Ah ben tiens ! Ils tombent à point nommé… Je voulais justement parler d’eux : le couple d’enquêteurs formé par le commissaire Siegfried Sauer et son adjoint Helmut Forster fonctionne bien. Là encore, l’association de figures opposées n’est pas une recette nouvelle dans l’univers du polar, mais l’auteur ne force pas trop le trait et trouve le bon ton pour décrire ses deux personnages principaux. Sauer cumule toutes les caractéristiques de l’aryen chéri par Hitler. Grand, blond, athlétique, « un regard de glace, un visage taillé au couteau et parfaitement glabre » quand Forster ressemble plutôt à « un enfant des rivages ensoleillés de la Méditerranée » avec sa petite taille, son teint mat et sa barbe de trois jours. En outre, le premier mène une vie ascétique, alors que la gourmandise du second épaissit chaque année un peu plus sa ceinture abdominale. Évidemment, leurs différences ne se limitent pas au physique, Sauer présentant un tempérament réservé pendant que Forster offre son point de vue à la cantonade en maniant l’art de l’ironie. Malgré tout, loin de compromettre leur relation, leurs aspérités respectives s’emboîtent à merveille et les sentiments qu’ils éprouvent l’un pour l’autre vont bien au-delà des liens tissés par leurs années de travail commun pour constituer une véritable amitié. À ce sujet, un des enjeux du livre sera aussi de mesurer jusqu’à quel point la montée d’une idéologie haineuse peut parvenir à s’infiltrer dans l’intimité des personnes pour peser sur toutes les facettes de leurs vies sociales (familiales, professionnelles et donc ici amicales). En résumé, j’ai bien aimé les prendre en filature et espionner leurs débats, un peu troublé néanmoins par une pensée récurrente, la conviction qu’en les rassemblant dans une seule et même figure, je pouvais esquisser le portrait-robot de Bernie Gunther. Je ne crois pas que ce soit un hasard et encore moins une simple facilité de l’auteur qui l’aurait adoptée juste pour reproduire la formule d’un succès. Non, j’y vois surtout un bel hommage rendu à Philip Kerr et cette attention m’a beaucoup touché.

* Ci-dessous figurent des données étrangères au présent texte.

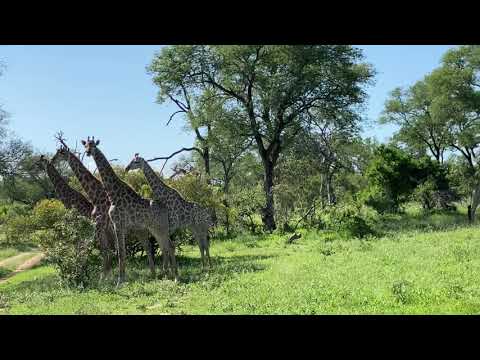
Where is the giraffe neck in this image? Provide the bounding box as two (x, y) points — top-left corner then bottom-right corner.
(93, 148), (141, 202)
(142, 160), (172, 200)
(68, 151), (104, 202)
(46, 162), (68, 194)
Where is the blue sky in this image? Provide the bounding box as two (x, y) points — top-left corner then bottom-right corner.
(0, 45), (453, 172)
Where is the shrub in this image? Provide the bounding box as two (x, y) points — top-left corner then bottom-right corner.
(322, 203), (378, 238)
(2, 215), (35, 247)
(32, 199), (67, 229)
(33, 210), (101, 288)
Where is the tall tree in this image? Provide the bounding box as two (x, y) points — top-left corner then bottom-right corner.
(431, 45), (480, 221)
(149, 45), (373, 230)
(380, 76), (448, 163)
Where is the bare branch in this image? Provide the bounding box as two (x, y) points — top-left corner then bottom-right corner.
(147, 147), (203, 174)
(166, 110), (185, 126)
(147, 147), (203, 162)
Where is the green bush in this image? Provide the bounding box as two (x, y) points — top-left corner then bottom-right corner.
(322, 204), (378, 238)
(0, 203), (31, 224)
(3, 199), (66, 247)
(33, 210), (101, 288)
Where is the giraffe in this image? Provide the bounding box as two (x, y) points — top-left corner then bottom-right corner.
(52, 143), (155, 277)
(125, 153), (214, 268)
(82, 137), (178, 286)
(38, 155), (93, 218)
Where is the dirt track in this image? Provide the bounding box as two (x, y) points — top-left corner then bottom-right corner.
(0, 253), (45, 284)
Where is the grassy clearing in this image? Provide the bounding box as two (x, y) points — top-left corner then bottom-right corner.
(0, 208), (480, 314)
(0, 251), (38, 271)
(0, 247), (21, 261)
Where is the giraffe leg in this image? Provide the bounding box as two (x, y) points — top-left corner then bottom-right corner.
(110, 215), (126, 287)
(205, 229), (212, 268)
(143, 237), (155, 278)
(190, 225), (205, 271)
(95, 221), (111, 281)
(166, 238), (178, 282)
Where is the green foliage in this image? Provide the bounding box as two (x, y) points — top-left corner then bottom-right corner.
(2, 200), (66, 247)
(35, 210), (100, 288)
(359, 145), (454, 213)
(166, 173), (223, 211)
(0, 203), (31, 225)
(0, 215), (480, 314)
(231, 184), (265, 234)
(322, 203), (379, 238)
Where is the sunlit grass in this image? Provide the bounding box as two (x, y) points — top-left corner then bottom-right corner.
(0, 214), (480, 314)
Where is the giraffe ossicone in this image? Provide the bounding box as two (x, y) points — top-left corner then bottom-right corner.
(82, 137), (178, 284)
(125, 153), (214, 266)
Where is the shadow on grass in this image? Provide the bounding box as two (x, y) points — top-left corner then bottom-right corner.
(0, 249), (277, 294)
(379, 211), (470, 234)
(127, 255), (278, 285)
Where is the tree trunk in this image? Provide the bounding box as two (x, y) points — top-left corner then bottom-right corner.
(327, 174), (337, 205)
(468, 185), (480, 223)
(202, 147), (210, 180)
(262, 160), (277, 231)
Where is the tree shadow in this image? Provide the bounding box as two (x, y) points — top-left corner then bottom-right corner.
(379, 210), (471, 234)
(122, 255), (278, 284)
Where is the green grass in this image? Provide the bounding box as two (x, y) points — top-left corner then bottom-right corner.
(0, 251), (38, 271)
(0, 207), (480, 314)
(0, 247), (21, 261)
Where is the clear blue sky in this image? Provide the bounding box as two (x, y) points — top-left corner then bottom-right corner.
(0, 45), (458, 172)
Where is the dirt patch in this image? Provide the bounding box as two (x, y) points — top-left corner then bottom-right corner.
(0, 254), (45, 284)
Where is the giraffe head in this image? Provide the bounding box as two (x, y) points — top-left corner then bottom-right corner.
(125, 153), (145, 172)
(82, 136), (100, 156)
(35, 155), (48, 170)
(52, 145), (68, 163)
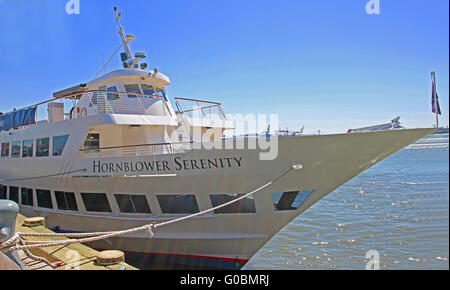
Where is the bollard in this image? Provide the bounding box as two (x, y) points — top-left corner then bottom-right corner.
(0, 200), (24, 269)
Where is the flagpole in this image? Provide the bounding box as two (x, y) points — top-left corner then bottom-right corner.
(431, 72), (439, 129)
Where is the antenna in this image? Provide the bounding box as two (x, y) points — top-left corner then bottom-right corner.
(114, 7), (134, 61)
(114, 7), (147, 69)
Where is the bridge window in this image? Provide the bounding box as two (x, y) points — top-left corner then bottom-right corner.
(55, 191), (78, 211)
(53, 135), (69, 156)
(106, 86), (119, 101)
(272, 190), (313, 211)
(53, 135), (69, 156)
(11, 141), (22, 158)
(2, 143), (9, 158)
(9, 186), (19, 203)
(84, 134), (100, 150)
(0, 184), (8, 199)
(114, 194), (151, 213)
(156, 194), (199, 214)
(22, 140), (33, 158)
(141, 85), (156, 97)
(124, 84), (141, 98)
(36, 138), (50, 157)
(210, 194), (256, 214)
(36, 189), (53, 208)
(22, 188), (33, 206)
(81, 193), (111, 212)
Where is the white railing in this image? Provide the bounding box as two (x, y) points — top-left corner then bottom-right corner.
(175, 98), (227, 121)
(79, 142), (193, 158)
(83, 90), (171, 116)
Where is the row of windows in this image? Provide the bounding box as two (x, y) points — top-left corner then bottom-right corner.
(1, 135), (69, 158)
(0, 185), (313, 214)
(89, 84), (165, 107)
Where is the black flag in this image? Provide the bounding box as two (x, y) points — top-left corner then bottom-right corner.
(431, 72), (441, 115)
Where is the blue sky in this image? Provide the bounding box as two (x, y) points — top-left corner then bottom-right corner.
(0, 0), (449, 133)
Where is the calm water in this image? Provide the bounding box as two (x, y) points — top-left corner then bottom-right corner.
(244, 134), (449, 270)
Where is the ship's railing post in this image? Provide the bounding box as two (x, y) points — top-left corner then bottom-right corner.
(0, 200), (23, 268)
(0, 200), (19, 242)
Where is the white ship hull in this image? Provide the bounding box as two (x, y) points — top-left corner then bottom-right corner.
(9, 129), (432, 268)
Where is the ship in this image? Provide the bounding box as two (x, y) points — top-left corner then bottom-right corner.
(0, 9), (433, 269)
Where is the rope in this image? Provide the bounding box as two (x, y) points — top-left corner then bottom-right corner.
(0, 165), (302, 252)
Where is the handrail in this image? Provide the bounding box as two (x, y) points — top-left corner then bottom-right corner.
(174, 97), (227, 120)
(3, 90), (163, 115)
(80, 142), (193, 152)
(174, 97), (222, 105)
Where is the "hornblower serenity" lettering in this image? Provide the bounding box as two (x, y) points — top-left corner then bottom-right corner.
(92, 157), (242, 173)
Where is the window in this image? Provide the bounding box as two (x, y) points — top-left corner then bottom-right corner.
(0, 184), (8, 199)
(156, 194), (199, 214)
(81, 193), (111, 212)
(9, 186), (19, 203)
(210, 194), (256, 214)
(53, 135), (69, 156)
(141, 85), (156, 97)
(11, 141), (22, 158)
(2, 143), (9, 157)
(55, 191), (78, 211)
(272, 190), (313, 211)
(84, 134), (100, 150)
(22, 188), (33, 206)
(22, 140), (33, 158)
(106, 86), (119, 101)
(114, 194), (151, 213)
(36, 138), (50, 157)
(36, 189), (53, 208)
(124, 84), (141, 98)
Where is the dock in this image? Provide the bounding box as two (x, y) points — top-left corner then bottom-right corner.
(0, 214), (138, 270)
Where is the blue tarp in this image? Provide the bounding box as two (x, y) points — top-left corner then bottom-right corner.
(0, 107), (37, 131)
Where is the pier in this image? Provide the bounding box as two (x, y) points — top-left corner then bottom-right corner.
(0, 201), (138, 270)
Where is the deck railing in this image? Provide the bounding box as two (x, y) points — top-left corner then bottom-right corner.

Enfin, je ne peux terminer sans évoquer l’immense travail de recherche et de documentation fourni par Fabiano Massimi. Cet effort considérable transpire dans chaque description de lieux (Munich, ses quartiers, ses alentours, mais également Vienne quand Sauer doit s’y rendre…), dans le respect des évènements historiques (autant ceux de l’enquête, puisque la nièce de Hitler a bel et bien été retrouvée dans son appartement avec une balle dans le corps, que les plus généraux qui vont nous conduire à la Seconde Guerre mondiale) et, j’en ai déjà parlé, dans la justesse avec laquelle il nous peint les portraits de ceux qui y ont participé tout en parvenant à nous dévoiler la complexité de leurs relations interpersonnelles. Vraiment, je le remercie de m’avoir proposé ce voyage et, surtout, lui tire bien bas mon chapeau, car je mesure la difficulté d’extraire un roman aussi limpide et passionnant d’un tel matériau… En conclusion, je ne saurais trop vous conseiller de vous le procurer dès que possible !

PS : j’attends avec impatience vos retours !

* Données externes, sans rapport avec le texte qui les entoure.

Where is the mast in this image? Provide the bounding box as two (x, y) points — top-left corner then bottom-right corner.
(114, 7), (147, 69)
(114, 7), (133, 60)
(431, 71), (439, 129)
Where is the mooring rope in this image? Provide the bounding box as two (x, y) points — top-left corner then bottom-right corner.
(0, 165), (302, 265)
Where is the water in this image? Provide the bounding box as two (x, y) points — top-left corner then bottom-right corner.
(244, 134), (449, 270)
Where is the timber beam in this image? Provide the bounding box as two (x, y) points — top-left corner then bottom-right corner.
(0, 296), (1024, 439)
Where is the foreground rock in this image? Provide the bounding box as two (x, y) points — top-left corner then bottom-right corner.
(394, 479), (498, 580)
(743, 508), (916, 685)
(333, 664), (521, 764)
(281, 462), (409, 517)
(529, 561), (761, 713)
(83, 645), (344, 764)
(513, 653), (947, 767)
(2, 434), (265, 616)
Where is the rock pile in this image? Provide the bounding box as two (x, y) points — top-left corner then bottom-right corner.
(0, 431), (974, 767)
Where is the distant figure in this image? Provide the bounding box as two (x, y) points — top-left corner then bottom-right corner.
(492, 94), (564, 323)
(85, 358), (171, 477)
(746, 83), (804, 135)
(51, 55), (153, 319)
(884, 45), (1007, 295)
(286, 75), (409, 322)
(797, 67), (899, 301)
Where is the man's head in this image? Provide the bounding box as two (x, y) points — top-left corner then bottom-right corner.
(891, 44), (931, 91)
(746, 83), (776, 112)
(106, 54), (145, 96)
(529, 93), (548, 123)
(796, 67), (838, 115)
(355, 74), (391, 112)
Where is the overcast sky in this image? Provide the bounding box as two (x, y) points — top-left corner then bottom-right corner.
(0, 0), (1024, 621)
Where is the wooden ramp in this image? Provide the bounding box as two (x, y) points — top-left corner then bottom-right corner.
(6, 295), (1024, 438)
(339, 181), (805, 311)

Notes (pour les curieux, ceux qui ont le temps et, surtout, qui n’aiment pas les nazis…) :
(1) Chez Philip Kerr, j’appréciais à la fois l’ironie de son personnage, sa capacité à le doter d’un code moral inoxydable malgré l’enfer traversé, le sérieux avec lequel il abordait son matériau pour nous plonger dans une période rendue très crédible grâce à un effort considérable de documentation, et enfin sa maîtrise de la technique narrative lui permettant chaque fois de nous offrir une intrigue carrée tout en orchestrant la somme de ses contraintes avec la minutie d’un horloger (ce qui donne fort logiquement une œuvre certifiée par la marque® Noiraucarre.com).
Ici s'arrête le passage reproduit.